Monitor Embedding Drift with WhyLabs Observatory

At this point, we have a trained model, reference embeddings, and a whylogs resolver defined to extract the information we want from our embeddings. In order to see the power of measuring embeddings distances, we’ll create a scenario where we are using our classifier to predict the class of document it learned from our training set.

Let’s define a series of news article batches to transform and send to our model. First, we’ll add some perturbation towards the latter end of batches, and we’ll do this by taking a percentage of articles and translating them into Spanish before transforming them and running our classifier.

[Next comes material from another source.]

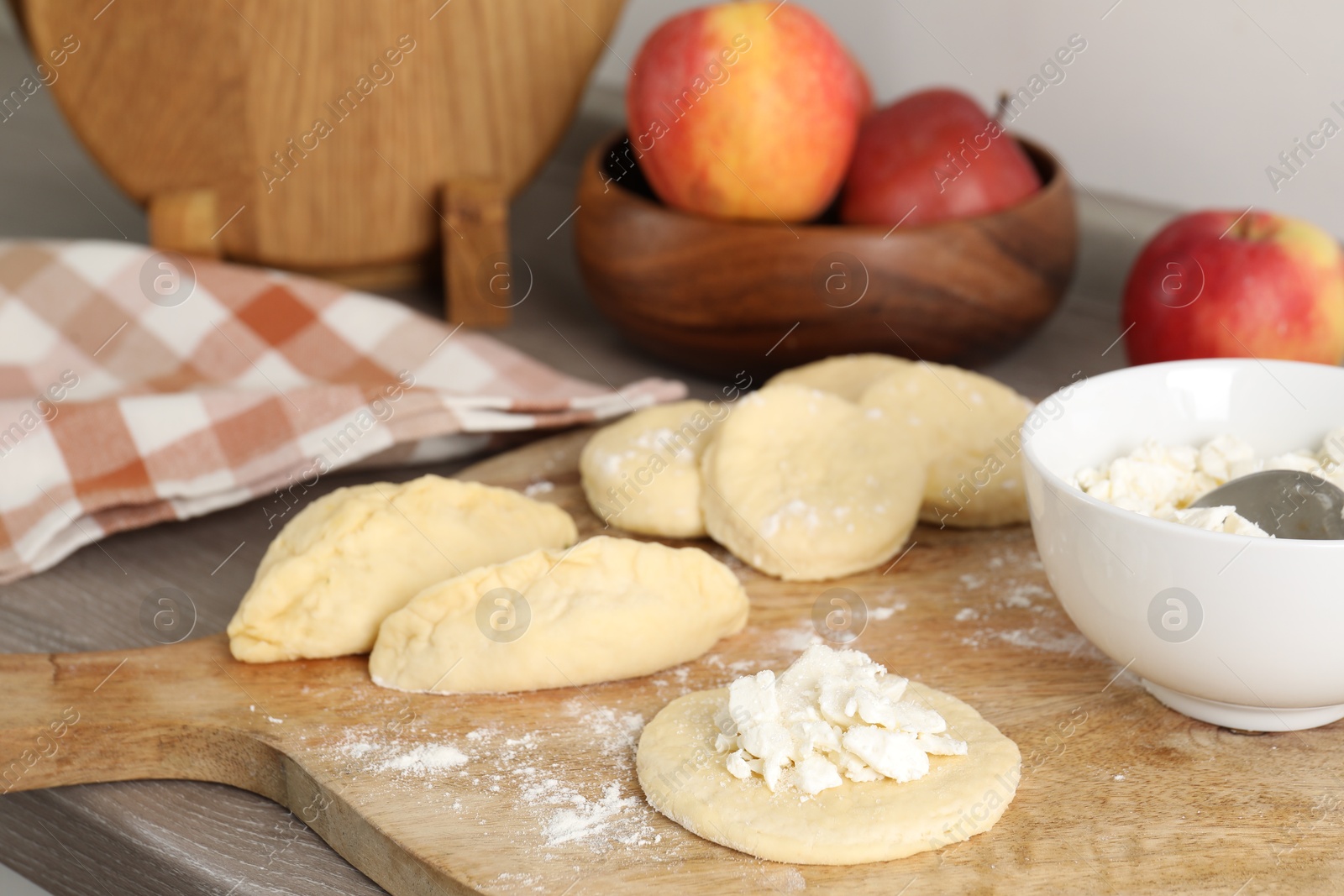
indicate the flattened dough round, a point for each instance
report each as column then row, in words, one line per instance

To speed things up, let’s download the production data from a public S3 bucket. That way, we won’t have to translate or tokenize the documents ourselves.

The dataframe below contains 5,306 documents—2,653 in English and 2,653 in Spanish. The Spanish documents were obtained by simply translating the English ones. Documents that have the same “doc_id” refer to the same document in different languages. We’ll also define a method to inject some interesting scenarios when we profile our data later.

download_url = "https://whylabs-public.s3.us-west-2.amazonaws.com/whylogs_examples/Newsgroups/production_en_es.parquet"
prod_df = pd.read_parquet(download_url)
language_perturbation_ratio = [0,0,0,0,0.33,0.66,1]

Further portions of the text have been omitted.